KPK Sita Dua Rumah Rp6,5 Miliar Terkait Kasus Korupsi Kuota Haji

Juru Bicara KPK Budi Prasetyo. - Instagram @official.kpk
Komisi Pemberantasan Korupsi (KPK) menyita dua unit rumah di Jakarta Selatan senilai Rp6,5 miliar. Rumah itu diduga dibeli dari fee jual beli kuota haji.

__________

Komisi Pemberantasan Korupsi (KPK) menyita dua rumah di Jakarta Selatan terkait kasus dugaan korupsi kuota haji Kementerian Agama (Kemenag) 2023–2024. Nilai total kedua rumah itu mencapai Rp6,5 miliar.

“Bahwa pada tanggal 8 September 2025, penyidik KPK telah melakukan penyitaan terhadap dua rumah yang berlokasi di Jakarta Selatan, dengan total nilai kurang lebih sebesar Rp6,5 miliar,” kata Juru Bicara KPK, Budi Prasetyo, dalam keterangan tertulis, Selasa (9/9/2025).

Bacaan Lainnya

Menurut Budi, rumah tersebut disita dari seorang aparatur sipil negara (ASN) di Direktorat Jenderal Penyelenggaraan Haji dan Umrah Kemenag. Uang pembelian rumah pada 2024 itu diduga bersumber dari fee jual beli kuota haji.

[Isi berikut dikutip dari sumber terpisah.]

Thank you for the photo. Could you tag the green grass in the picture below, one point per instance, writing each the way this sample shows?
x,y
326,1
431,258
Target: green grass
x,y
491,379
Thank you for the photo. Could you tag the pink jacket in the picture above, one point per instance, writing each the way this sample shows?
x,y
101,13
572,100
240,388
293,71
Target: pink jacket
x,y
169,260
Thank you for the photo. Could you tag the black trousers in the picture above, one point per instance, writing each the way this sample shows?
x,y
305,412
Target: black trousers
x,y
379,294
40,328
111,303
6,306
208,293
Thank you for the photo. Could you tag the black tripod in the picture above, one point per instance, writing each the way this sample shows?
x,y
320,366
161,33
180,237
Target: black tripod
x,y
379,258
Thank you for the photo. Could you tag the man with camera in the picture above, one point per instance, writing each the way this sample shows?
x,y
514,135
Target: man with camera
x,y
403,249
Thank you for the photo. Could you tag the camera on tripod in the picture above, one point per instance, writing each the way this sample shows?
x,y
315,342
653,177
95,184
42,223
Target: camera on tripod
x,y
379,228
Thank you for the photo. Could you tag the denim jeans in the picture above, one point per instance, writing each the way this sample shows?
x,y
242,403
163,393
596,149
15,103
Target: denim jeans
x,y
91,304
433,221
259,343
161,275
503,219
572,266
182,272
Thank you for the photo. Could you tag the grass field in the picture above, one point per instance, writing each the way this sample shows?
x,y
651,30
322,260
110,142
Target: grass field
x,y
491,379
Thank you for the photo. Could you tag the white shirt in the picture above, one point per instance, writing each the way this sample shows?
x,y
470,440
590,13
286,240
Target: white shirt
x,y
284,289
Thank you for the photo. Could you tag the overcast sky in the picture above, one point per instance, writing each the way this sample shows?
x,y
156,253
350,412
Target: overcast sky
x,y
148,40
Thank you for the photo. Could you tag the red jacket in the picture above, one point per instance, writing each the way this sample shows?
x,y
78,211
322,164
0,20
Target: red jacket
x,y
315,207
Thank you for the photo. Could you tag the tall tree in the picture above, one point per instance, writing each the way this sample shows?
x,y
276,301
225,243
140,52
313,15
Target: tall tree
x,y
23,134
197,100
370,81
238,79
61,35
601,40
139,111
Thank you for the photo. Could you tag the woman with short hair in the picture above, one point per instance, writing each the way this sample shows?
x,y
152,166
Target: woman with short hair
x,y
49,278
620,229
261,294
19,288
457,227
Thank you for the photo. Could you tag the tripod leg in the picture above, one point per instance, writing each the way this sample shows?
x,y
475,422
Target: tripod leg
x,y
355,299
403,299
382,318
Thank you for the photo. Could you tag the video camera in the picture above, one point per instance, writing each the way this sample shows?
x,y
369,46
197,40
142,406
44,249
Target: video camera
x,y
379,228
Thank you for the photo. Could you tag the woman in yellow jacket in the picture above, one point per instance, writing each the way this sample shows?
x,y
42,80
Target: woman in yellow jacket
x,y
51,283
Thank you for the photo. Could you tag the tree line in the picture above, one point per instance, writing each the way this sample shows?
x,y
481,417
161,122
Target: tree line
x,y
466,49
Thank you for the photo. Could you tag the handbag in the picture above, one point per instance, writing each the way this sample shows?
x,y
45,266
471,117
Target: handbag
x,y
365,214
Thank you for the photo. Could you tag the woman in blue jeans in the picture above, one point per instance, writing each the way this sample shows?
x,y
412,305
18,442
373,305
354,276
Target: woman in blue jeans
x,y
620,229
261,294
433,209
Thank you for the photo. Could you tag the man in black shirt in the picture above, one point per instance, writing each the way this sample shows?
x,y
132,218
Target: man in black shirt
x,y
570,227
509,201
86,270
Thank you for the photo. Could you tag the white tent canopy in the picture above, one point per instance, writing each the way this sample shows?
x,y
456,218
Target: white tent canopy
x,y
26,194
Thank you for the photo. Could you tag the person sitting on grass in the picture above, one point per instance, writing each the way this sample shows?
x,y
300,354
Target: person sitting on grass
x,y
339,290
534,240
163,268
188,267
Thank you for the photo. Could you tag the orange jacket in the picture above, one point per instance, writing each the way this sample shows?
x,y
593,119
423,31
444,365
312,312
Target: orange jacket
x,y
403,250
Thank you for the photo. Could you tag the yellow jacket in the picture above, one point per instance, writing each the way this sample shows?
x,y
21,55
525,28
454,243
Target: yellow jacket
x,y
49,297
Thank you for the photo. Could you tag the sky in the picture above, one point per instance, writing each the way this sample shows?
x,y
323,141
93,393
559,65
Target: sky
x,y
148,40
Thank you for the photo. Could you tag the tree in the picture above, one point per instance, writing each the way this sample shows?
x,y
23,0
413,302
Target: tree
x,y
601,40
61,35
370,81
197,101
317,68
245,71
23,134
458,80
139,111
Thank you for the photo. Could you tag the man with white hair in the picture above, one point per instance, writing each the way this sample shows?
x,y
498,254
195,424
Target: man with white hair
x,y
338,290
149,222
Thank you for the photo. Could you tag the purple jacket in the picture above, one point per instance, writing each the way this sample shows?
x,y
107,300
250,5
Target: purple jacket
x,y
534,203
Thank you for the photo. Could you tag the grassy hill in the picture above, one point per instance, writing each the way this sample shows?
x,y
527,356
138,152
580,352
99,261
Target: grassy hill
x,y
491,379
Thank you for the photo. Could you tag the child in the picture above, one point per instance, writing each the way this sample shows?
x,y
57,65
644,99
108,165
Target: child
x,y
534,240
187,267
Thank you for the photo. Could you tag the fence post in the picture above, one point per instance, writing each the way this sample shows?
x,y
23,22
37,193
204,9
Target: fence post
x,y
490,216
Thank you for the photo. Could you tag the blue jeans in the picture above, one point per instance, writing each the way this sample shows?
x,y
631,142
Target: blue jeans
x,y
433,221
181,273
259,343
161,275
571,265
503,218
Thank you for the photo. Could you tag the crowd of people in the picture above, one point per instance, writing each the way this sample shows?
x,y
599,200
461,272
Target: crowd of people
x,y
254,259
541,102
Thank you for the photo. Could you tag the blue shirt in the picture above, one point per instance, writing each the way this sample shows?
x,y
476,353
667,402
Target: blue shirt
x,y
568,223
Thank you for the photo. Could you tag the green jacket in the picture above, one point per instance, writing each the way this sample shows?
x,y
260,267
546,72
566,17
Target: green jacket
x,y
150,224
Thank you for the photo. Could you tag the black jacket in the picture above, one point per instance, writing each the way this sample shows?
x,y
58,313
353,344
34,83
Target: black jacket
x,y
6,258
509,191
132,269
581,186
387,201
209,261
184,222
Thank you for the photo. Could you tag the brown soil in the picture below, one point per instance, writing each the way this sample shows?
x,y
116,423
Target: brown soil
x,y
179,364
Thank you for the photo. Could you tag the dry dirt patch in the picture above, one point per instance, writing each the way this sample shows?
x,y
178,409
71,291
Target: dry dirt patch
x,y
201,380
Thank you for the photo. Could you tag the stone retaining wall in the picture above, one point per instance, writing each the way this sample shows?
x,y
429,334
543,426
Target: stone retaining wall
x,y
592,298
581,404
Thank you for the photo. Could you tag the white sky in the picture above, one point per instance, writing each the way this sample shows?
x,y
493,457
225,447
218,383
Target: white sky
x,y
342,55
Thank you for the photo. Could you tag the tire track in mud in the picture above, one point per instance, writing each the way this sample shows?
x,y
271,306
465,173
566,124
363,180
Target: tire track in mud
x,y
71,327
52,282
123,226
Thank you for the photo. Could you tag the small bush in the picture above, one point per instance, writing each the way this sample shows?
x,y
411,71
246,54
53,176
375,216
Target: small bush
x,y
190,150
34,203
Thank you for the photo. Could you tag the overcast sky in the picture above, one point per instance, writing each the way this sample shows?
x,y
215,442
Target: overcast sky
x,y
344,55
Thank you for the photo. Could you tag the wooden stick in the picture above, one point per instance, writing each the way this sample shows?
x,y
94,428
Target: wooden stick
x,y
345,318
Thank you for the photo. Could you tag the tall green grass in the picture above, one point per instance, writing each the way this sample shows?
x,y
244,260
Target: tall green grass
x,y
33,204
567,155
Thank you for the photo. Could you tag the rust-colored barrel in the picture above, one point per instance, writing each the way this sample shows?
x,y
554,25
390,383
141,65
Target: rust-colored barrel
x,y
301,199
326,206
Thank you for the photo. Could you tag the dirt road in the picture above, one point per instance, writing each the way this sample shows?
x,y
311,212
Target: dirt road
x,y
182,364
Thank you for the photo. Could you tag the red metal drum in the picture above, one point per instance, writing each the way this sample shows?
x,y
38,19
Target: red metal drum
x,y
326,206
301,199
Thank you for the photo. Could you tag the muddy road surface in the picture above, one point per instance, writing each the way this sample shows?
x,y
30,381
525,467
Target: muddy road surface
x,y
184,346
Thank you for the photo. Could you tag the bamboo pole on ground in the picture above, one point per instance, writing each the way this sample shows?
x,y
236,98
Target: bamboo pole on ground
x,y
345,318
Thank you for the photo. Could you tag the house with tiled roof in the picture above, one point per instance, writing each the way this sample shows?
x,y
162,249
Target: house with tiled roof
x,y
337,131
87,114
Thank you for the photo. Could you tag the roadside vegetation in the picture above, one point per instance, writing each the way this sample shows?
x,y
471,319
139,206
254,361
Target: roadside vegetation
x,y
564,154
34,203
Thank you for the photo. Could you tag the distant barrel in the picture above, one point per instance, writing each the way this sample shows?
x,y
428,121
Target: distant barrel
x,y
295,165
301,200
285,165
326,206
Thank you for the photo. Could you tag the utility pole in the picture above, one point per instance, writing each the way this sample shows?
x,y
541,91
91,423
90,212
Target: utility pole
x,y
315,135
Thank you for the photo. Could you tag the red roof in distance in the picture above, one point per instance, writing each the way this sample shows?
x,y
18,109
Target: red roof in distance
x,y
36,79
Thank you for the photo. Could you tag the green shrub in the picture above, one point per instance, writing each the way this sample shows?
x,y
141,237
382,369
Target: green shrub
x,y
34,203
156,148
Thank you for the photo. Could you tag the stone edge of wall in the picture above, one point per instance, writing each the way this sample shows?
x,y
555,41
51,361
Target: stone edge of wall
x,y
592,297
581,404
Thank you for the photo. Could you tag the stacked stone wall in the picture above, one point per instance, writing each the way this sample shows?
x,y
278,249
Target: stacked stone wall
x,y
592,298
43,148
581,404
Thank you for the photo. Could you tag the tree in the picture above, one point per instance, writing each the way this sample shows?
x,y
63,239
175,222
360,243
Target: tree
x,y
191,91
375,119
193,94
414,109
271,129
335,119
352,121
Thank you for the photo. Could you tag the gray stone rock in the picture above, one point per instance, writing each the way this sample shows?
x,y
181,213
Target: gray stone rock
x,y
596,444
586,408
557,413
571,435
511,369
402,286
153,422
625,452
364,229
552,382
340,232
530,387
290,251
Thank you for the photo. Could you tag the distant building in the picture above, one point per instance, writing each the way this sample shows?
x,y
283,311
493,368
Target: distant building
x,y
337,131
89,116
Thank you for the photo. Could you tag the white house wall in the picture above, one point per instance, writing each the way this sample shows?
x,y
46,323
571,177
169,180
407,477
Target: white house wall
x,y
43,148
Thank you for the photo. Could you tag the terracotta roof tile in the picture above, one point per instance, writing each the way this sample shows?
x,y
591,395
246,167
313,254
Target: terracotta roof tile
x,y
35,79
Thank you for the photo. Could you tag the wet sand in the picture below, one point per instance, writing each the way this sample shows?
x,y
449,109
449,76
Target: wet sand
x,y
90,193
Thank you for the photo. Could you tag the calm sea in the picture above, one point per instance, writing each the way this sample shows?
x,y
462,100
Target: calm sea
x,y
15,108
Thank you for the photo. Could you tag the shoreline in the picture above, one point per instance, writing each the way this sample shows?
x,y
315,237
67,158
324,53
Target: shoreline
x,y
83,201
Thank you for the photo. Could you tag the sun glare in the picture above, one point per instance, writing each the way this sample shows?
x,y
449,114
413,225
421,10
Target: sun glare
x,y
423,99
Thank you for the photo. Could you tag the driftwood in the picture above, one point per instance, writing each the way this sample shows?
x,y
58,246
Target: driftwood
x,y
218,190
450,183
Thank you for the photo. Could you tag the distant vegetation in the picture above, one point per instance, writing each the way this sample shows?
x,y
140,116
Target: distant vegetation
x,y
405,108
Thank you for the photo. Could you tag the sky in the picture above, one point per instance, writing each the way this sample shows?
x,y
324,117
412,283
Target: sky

“Rumah disita dari salah satu pegawai Kementerian Agama, yaitu ASN pada Direktorat Jenderal Penyelenggaraan Haji dan Umrah, yang dibeli pada tahun 2024 secara tunai, dan diduga berasal dari fee jual beli kuota haji Indonesia,” ujarnya.

Sebelumnya, KPK telah menggeledah rumah mantan Menteri Agama Yaqut Cholil Qoumas di Condet, Jakarta Timur, pada 15 Agustus 2025. Dari penggeledahan itu, penyidik menyita sejumlah dokumen dan barang bukti elektronik berupa ponsel.

Pada hari yang sama, KPK juga menggeledah rumah seorang ASN Kemenag di Depok, Jawa Barat, dan menyita satu unit mobil Toyota Innova Zenix. Identitas ASN tersebut belum diungkapkan penyidik.

Kasus dugaan korupsi ini bermula dari tambahan kuota haji sebanyak 20.000 yang diberikan Arab Saudi kepada Indonesia pada 2023. Berdasarkan Pasal 64 ayat 2 Undang-Undang Nomor 8 Tahun 2019, tambahan kuota seharusnya dibagi 92 persen untuk jemaah reguler dan 8 persen untuk jemaah khusus.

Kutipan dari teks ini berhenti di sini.